オリビアとクロエが部屋に入ると、エマは夕食に出かける準備をし、アリスはベッドから上体を起こしているところだった。


「アリス起きたんだ。おはよう」


クロエがそういうとアリスはにっこりと微笑んだ。


「おはよう。エマから聞いたわよ、探偵ごっこしているみたいじゃない」


アリスにごっこ扱いされ、オリビアは頬を膨らませて抗議する。


「ごっこじゃないわよ。ちゃんとお手伝いしているわよ。ね、クロエ?」


「私が見た限り、無理矢理ついて行っているようにしか見えなかったけど…アルベールさんが優しい人でよかったね」


「あらクロエがそう言うってことは、またオリビアったらわがまま言ったのね」


アリスは幼い子を見るようにオリビアを見る。

友人はいつもオリビアのことをまるで妹のように扱うことがある。

いつものごとく小さい子扱いを受け、オリビアは拗ねる仕草をする。


「もう、みんないじわるするから嫌い」


「あらあら、それは困ったわね」


「ごめん、オリビアが相変わらずでつい」


悪びれもしない友人達に呆れながらも、オリビアはアリスに尋ねる。


「ところでアリスは体調大丈夫?ご飯食べれそう?」


「ええ、大丈夫よ。ありがとう。心配かけてごめんなさい」


アリスは少し申し訳なさそうにする。そしてエマが少し茶化したように話をする。


「アリスったら久々の旅行ではしゃいでたみたいよ。ねぼすけのアリスが今日、私より早く朝食会場に行ってたもの」


「ふふふ、そうなの。
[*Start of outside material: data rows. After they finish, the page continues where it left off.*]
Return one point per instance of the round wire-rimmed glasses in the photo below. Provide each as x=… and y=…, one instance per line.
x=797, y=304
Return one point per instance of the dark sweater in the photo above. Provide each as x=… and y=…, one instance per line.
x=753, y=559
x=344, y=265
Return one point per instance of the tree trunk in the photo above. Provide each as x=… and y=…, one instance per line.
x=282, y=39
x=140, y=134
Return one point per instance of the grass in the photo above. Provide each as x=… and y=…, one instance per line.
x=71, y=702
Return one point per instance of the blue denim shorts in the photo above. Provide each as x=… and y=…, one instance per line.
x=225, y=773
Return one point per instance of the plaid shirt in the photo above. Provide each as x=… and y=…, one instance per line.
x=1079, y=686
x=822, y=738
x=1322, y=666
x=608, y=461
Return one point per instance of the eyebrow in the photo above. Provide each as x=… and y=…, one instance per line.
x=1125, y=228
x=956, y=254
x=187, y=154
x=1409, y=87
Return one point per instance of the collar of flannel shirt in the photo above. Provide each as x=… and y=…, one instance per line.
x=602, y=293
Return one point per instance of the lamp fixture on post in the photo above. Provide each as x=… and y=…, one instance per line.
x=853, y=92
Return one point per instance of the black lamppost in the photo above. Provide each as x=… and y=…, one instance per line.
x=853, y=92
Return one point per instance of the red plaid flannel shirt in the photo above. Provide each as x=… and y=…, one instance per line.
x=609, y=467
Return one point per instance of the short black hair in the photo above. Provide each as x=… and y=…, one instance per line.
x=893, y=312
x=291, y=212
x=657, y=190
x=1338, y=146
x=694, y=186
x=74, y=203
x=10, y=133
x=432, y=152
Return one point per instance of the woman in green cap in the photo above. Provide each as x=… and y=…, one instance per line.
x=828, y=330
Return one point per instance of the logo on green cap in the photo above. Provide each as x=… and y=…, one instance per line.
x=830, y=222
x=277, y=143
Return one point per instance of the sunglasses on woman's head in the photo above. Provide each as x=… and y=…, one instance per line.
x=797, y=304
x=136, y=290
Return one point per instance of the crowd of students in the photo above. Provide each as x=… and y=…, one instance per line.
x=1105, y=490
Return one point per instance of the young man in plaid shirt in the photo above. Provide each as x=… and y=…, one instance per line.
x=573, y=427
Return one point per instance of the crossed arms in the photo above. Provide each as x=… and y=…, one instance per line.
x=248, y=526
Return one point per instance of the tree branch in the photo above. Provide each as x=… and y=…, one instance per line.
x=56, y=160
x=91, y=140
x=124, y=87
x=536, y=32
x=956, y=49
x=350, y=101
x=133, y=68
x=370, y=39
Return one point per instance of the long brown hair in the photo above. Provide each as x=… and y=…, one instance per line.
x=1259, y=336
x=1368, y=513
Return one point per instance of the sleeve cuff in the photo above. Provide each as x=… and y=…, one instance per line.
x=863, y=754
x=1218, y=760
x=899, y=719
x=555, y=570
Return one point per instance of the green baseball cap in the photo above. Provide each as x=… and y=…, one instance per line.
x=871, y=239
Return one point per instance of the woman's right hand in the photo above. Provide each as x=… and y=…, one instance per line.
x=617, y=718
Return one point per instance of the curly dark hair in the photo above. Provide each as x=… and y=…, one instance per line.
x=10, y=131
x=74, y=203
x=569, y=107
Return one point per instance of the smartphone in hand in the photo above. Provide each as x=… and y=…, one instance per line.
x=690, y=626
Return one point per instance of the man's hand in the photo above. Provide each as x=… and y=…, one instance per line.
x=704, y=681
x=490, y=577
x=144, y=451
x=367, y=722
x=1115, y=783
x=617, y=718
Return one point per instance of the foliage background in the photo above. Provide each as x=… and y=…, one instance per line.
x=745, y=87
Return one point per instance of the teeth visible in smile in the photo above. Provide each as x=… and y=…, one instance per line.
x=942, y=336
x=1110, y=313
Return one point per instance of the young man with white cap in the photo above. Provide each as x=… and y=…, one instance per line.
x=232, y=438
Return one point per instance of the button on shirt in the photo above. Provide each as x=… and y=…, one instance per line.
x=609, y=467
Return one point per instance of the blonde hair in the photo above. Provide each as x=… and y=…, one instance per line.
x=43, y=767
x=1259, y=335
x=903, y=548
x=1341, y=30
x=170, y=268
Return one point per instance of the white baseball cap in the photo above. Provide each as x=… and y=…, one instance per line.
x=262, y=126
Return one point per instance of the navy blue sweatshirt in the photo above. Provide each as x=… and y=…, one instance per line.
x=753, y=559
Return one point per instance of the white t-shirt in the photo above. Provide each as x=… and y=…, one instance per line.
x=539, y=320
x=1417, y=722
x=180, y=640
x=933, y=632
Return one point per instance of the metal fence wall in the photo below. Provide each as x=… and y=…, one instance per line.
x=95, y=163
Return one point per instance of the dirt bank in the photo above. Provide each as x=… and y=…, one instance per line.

エマよりも早起きするなんて初めてじゃないかしら」


アリスは少し恥ずかしそうにそう呟く。


「20年近くの付き合いでそう言うってことはよっぽどなのね」


「確かに低血糖のアリスが早起きするなんて、明日は雪かしら?」


「土砂崩れが起きたのもアリスのせいかもね」


ひどい、とアリスは笑いながら答える。

アリスとエマは幼なじみだ。幼稚舎の頃から一緒だと聞いた。

睡眠薬を常に服用しているエマよりもアリスは寝起きが悪い。ひどい時は講義がある日にも関わらず、2人とも起きずに寝坊して、昼休みにわざわざオリビアとクロエが叩き起こしに行くこともあった。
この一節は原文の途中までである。